The big push to blame videogames for the Newtown massacre has been bubbling along beneath the far higher-profile effort to push gun control laws.  Now comes an oddly-written story in the New York Daily News which repeatedly asserts that shooter Adam Lanza might have been trying to “replay a scenario” from one of his favorite games… without telling readers which game, or scenario, he was supposedly replaying.  

That’s a rather suspicious detail to omit, isn’t it?  The claim is made several times during the story, and there’s a photo of a scene from “Call of Duty: Black Ops 2” accompanied by a legend which asserts that game is “among one [sic] of the violent video games being associated with gun violence in minors.”  But the reader is given no empirical evidence to evaluate the assertion.

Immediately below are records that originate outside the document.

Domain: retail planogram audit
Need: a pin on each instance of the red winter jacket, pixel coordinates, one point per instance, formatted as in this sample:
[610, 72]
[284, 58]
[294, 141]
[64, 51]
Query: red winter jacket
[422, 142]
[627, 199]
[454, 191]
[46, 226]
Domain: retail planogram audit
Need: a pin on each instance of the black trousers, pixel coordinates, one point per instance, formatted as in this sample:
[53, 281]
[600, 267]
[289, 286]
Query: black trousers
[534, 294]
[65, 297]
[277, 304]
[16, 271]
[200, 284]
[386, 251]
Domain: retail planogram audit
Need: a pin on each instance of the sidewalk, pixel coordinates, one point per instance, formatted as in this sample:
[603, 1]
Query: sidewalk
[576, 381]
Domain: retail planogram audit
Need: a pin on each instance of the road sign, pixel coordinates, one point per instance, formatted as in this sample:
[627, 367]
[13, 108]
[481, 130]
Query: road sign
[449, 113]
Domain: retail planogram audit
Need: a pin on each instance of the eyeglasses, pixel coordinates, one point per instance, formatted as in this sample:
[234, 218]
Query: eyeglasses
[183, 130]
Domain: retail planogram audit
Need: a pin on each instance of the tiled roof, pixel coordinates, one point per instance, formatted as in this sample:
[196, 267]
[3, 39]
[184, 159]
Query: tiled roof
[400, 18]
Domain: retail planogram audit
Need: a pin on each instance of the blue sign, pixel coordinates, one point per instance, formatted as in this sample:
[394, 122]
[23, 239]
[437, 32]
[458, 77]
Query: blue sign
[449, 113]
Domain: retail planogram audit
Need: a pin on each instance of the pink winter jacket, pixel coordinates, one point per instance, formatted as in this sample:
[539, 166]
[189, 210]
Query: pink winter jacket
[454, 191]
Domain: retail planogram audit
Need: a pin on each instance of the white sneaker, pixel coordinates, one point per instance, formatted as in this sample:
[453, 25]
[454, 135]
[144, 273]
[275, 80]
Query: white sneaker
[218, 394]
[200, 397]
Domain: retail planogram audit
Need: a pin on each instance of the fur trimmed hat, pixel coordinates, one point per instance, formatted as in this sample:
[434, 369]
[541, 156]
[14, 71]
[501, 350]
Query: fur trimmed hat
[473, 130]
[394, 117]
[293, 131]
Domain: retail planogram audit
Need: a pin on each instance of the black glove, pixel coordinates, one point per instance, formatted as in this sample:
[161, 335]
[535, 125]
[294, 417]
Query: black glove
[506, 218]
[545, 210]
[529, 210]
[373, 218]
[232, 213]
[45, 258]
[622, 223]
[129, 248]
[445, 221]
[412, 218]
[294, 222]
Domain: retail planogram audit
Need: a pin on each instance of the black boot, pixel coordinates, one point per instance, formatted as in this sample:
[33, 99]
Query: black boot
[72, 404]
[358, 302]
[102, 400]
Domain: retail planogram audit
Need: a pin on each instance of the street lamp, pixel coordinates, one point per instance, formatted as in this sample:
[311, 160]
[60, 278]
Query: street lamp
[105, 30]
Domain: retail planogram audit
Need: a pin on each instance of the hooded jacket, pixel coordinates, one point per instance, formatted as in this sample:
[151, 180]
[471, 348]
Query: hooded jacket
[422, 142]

Instead, we get yet another breathless report that Lanza owned “dozens, if not hundreds, of graphically violent video games,” which could be valued at “thousands of dollars.”  In other words, he was just like every other teenage or twentysomething male in modern America.  This is a long and deep stretch of guilt by association, unfortunately aided by Wayne LaPierre of the National Rifle Association coming out against videogames with his rhetorical guns blazing, shortly after the Newtown massacre occurred.  

Anything to avoid asking tough questions about how we deal with actual mental illness problems, or transmit positive values to young people, I suppose.  A witch hunt against videogames keeps the public feeling nice and paranoid, while removing more of the responsibility for child-rearing from harried parents.  Those parents would certainly be well within their rights to deny any minor child access to “Call of Duty: Black Ops 2,” or any other game they find inappropriate… but it’s easier to simply voice vague support for banning, taxing, or regulating the problem away.